When testing code that is expected to throw a warnings, developers should use the pytest.warns context to catch the warning. For parametrized tests that raise warnings under specific conditions, use the testing._utils.expect_warning_if decorator instead of pytest.warns.

Warning

warnings.catch_warnings is a tempting alternative to pytest.warns. Do not use this context manager in tests. Unlike pytest.warns, which requires that the expected warning be raised, warnings.catch_warnings simply catches warnings that appear without requiring them. The cudf testing suite should avoid such ambiguities.

Testing utility functions#

The cudf.testing subpackage provides a handful of utilities for testing the equality of objects. The internal cudf.testing._utils module provides additional helper functions for use in tests. In particular:

  • testing._utils.assert_eq is the biggest hammer to reach for. It can be used to compare any pair of objects.

  • For comparing specific objects, use testing.testing.assert_[frame|series|index]_equal.
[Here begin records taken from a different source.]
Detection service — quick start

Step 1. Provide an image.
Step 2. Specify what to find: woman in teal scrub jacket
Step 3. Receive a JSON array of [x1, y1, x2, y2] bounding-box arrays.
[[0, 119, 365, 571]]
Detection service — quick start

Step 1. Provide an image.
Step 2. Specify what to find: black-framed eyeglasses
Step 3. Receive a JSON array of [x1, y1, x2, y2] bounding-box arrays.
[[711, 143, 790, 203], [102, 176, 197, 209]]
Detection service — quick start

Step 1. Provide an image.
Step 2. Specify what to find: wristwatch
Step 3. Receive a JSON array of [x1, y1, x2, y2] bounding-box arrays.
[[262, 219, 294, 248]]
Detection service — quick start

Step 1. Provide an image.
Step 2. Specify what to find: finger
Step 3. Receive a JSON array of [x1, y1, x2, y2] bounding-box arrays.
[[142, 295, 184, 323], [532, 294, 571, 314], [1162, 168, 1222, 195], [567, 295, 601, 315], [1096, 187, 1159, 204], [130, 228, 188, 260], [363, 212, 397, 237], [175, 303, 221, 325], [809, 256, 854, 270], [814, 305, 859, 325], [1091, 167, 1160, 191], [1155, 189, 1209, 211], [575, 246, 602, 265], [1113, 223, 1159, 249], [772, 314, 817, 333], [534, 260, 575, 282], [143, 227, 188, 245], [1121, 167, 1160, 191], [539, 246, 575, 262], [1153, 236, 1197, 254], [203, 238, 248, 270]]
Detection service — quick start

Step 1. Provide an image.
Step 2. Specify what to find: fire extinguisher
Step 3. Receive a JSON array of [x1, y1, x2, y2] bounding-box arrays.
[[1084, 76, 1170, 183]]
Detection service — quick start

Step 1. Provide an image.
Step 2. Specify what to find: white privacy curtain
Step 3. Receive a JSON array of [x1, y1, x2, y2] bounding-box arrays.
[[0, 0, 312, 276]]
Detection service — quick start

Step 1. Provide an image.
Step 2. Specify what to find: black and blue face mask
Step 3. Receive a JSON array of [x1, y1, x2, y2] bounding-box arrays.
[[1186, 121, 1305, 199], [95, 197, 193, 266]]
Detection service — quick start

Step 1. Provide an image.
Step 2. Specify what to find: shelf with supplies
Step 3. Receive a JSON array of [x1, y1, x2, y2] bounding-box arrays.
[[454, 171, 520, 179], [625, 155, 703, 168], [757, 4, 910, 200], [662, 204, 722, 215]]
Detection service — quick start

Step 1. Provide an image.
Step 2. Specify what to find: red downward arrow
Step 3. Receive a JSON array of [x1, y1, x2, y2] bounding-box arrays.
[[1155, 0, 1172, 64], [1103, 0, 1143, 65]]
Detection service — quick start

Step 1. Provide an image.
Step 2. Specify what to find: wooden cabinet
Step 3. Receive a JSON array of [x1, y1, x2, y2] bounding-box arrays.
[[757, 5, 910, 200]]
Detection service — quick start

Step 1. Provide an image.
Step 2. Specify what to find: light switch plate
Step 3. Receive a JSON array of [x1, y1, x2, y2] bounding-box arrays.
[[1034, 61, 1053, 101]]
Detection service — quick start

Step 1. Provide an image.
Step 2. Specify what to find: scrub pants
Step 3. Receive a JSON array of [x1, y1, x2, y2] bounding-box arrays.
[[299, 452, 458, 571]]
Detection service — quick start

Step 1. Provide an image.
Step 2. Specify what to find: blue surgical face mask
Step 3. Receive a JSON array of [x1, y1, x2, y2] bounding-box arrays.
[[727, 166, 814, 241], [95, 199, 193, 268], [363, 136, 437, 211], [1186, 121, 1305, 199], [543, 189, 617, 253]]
  • For verifying that the expected assertions are raised, use testing._utils.assert_exceptions_equal.

Version testing#

It is recommended to have cudf pytests only work on the latest supported pandas version i.e., PANDAS_CURRENT_SUPPORTED_VERSION. Any anticipated failures should be either skipped or xfailed.

For example:

@pytest.mark.skipif(PANDAS_VERSION < PANDAS_CURRENT_SUPPORTED_VERSION, reason="bug in older version of pandas")
def test_bug_from_older_pandas_versions(...):
    ...

@pytest.mark.xfail(PANDAS_VERSION >= PANDAS_CURRENT_SUPPORTED_VERSION, reason="bug in latest version of pandas")
def test_bug_in_current_and_maybe_future_versions(...):
    ...

If pandas makes a bugfix release and fixes this, then we’ll see it in CI immediately, patch it, and bump PANDAS_CURRENT_SUPPORTED_VERSION which also usually happens during pandas upgrades.